Die klagende Partei leistete jeweils gegen Vorlage von Belegen insgesamt Zahlungen in Höhe von ATS 191.148,51 an den Nebenintervenienten.
Die beklagte Partei leistete durch (Sach- und Geldleistungen) insgesamt ATS 284.180,-- an den Nebenintervenienten.
Die klagende Partei begehrt, unter Berücksichtigung von Finanzierungskosten in Höhe von ATS 28.683,72, eines weiteren Barbetrags für Fotos in der Höhe von ATS 9.312,-- und abzüglich eines vom Nebenintervenienten gezahlten Betrags von ATS 13.500,- -, die Zahlung von ATS 215.644,23 sA. Die beklagte Partei habe in ihrem Brief die Rückführung der aufgewendeten Beträge garantiert.

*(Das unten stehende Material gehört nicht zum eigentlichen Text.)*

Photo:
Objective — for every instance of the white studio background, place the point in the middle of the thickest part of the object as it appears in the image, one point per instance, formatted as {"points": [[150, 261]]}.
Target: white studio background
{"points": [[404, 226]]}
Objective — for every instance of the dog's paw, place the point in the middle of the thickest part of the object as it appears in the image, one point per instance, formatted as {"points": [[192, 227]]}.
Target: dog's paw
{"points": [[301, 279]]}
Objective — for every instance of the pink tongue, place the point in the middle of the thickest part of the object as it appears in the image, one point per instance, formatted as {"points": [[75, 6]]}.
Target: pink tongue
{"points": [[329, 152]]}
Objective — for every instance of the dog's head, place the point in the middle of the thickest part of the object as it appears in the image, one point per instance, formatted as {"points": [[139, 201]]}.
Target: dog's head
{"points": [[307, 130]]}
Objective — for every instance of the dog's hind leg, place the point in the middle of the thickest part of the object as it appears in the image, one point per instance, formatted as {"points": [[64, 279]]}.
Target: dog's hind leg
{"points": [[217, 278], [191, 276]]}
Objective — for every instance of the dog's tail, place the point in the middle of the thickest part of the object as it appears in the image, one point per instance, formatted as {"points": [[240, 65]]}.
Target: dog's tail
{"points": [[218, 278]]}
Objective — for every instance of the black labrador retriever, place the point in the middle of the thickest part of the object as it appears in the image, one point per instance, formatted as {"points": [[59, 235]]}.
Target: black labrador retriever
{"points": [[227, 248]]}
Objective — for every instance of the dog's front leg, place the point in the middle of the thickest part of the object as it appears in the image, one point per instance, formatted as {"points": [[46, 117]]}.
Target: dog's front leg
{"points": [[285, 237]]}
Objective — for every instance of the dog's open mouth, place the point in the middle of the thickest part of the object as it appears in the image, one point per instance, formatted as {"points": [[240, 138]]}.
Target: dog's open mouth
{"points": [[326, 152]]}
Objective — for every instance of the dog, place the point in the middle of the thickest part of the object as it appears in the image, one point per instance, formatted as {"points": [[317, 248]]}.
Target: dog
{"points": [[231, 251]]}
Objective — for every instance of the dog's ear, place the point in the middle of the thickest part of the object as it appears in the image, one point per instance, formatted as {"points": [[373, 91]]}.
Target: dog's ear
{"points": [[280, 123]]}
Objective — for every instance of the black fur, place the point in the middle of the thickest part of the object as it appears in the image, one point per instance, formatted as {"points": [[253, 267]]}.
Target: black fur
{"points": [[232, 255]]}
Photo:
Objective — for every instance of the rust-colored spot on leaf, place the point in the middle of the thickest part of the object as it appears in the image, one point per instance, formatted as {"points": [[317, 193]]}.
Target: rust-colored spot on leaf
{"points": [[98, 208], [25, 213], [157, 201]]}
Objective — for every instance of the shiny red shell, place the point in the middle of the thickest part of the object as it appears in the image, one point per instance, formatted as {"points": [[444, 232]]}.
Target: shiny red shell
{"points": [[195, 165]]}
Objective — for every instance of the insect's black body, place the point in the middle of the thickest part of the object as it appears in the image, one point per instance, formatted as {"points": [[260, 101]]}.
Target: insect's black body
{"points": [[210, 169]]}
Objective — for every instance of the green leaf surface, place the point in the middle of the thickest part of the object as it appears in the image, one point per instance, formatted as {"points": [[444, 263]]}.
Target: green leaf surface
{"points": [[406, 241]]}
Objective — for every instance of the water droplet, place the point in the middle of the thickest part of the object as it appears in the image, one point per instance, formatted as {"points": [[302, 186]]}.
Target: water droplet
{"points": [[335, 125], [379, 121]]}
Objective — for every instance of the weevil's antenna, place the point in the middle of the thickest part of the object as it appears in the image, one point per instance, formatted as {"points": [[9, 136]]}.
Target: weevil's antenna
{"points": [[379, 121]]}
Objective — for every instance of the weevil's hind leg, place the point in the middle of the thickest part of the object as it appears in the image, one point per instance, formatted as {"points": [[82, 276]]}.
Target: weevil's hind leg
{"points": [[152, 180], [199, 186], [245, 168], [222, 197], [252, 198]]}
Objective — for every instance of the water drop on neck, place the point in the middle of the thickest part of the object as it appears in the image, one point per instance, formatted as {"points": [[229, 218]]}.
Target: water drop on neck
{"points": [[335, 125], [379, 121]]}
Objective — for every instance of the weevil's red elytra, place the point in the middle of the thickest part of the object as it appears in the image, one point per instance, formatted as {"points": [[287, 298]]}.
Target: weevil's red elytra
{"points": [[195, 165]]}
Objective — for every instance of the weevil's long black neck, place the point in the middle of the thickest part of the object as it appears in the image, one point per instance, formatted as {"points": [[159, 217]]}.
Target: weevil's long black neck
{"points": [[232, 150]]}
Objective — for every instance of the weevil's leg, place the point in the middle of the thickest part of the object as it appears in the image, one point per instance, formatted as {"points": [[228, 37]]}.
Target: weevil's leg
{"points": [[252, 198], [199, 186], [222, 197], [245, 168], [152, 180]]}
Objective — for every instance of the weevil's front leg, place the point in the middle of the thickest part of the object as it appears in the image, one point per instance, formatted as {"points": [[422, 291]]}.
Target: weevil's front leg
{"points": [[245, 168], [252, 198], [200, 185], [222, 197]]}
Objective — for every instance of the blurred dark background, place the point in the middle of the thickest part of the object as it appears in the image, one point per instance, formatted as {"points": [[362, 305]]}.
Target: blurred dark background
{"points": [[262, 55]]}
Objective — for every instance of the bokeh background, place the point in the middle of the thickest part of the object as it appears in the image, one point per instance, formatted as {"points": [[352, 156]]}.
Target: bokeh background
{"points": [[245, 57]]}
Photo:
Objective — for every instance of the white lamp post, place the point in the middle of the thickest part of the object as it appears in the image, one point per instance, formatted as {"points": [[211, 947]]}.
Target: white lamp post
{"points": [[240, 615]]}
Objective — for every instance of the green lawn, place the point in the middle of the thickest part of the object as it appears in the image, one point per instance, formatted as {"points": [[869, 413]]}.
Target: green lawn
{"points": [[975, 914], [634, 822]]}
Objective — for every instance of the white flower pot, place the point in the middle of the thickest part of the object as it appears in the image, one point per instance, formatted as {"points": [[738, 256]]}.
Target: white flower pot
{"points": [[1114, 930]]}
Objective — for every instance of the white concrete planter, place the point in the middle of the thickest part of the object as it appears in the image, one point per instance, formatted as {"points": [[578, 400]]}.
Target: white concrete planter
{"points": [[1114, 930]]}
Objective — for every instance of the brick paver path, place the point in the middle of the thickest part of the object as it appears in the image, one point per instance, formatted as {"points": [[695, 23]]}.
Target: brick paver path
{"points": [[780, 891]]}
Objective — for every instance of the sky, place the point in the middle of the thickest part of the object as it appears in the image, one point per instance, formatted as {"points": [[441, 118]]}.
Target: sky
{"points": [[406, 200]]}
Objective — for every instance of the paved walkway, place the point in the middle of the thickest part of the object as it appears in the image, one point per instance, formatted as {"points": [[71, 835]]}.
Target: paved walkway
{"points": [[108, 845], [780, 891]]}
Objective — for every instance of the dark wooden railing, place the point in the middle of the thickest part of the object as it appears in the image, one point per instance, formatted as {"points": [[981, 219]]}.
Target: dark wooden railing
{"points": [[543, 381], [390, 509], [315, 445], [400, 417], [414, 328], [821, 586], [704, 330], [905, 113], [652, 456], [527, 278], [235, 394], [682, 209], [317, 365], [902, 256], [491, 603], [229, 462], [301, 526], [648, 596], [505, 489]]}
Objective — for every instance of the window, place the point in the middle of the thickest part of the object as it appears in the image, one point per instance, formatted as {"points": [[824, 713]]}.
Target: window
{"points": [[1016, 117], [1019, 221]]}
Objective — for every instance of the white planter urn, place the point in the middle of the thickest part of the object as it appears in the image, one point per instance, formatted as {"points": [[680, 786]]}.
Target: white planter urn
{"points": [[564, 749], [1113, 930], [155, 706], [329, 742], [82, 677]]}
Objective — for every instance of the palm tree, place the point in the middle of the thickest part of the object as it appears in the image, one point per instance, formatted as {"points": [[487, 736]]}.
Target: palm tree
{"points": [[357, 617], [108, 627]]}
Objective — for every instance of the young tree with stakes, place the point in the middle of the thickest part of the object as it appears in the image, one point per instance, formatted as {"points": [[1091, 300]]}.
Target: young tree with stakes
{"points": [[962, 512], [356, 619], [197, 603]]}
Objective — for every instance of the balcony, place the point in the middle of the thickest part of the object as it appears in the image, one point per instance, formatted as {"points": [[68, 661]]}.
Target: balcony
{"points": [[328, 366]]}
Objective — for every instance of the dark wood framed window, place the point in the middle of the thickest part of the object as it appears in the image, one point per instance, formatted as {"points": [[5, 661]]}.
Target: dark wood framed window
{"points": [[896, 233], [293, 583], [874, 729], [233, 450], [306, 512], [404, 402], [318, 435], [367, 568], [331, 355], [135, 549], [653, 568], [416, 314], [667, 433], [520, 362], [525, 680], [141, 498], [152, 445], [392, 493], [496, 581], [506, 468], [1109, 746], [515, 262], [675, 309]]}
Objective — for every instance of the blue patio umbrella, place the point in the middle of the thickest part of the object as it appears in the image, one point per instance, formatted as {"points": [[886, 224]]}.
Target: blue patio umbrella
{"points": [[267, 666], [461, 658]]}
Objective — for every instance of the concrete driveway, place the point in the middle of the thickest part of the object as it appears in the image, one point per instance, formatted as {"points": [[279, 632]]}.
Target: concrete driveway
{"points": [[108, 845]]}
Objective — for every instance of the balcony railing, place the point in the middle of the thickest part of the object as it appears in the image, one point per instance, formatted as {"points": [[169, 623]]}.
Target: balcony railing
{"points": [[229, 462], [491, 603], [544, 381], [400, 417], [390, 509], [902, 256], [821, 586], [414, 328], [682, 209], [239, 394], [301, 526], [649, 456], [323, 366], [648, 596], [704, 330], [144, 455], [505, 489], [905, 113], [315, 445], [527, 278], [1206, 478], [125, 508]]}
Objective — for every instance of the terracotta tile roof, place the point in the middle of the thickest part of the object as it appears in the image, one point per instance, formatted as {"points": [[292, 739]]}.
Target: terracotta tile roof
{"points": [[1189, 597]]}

Die beklagte Partei wendete ein, zwischen den Streitteilen sei kein Vertragsverhältnis zustandegekommen: Der Kuturberater sei nicht berechtigt gewesen, die beklagte Partei zu vertreten, im Übrigen weise das Schreiben die erforderliche Fertigungsklausel nicht auf. Aus der Textierung sei ein Auftragsverhältnis nicht zu entnehmen. Die beklagte Partei habe ohnehin Leistungen von S 284.180,-- (an den Nebenintervenienten) erbracht; die Verpflichtung könne sich zudem nur auf einen Höchstbetrag von ATS 200.000,-- beziehen.
Der Nebenintervenient bestritt das Zustandekommen einer Vereinbarung mit der klagenden Partei mangels Vertretungsmacht des in ihrem Namen handelnden angeblichen Generalsekretärs.
Das Erstgericht wies das Klagebegehren ab. Aus der Formulierung des Briefes sei nicht ersichtlich, dass sich die beklagte Partei verpflichtet habe, einen Betrag von ATS 200.000,-- an die klagende Partei zu zahlen, sondern lediglich, dass der aushaftende Betrag gegen Vorlage von Belegen über Sponsoren aufgebracht werde. Es sei nicht erkennbar, dass der beklagten Partei Belege zugekommen wären. Die beklagte Partei sei ihrer Verpflichtung (durch Leistung von ATS 284.180,-- an den Nebenintervenienten) mehr als hinreichend nachgekommen.
Das Berufungsgericht bestätigte das erstinstanzliche Urteil und erklärte die ordentliche Revision für zulässig. Es führte ergänzend aus, der Inhalt des Briefes sei weder als Auftrag iSd §§ 1002 ff ABGB noch als Anweisung iSd §§ 1400 ff ABGB noch als sonstiger Vertrag, der die beklagte Partei zur Leistung des Begehrens an die klagende Partei verpflichte, zu qualifizieren. Es liege eine bloße Bestätigung, also eine Wissenserklärung, vor, dass die beklagte Partei bis zu einem bestimmten Betrag aufkommen werde. Dem sei die beklagte Partei ohnehin nachgekommen. Die Abgrenzung von Wissens- und Willenserklärung in diesem Fall sei allerdings schwierig; ein "wirklich vergleichbarer" Fall sei noch nicht entschieden worden, sodass die Revision zulässig sei.
Rechtliche Beurteilung
Die Revision ist zulässig und berechtigt.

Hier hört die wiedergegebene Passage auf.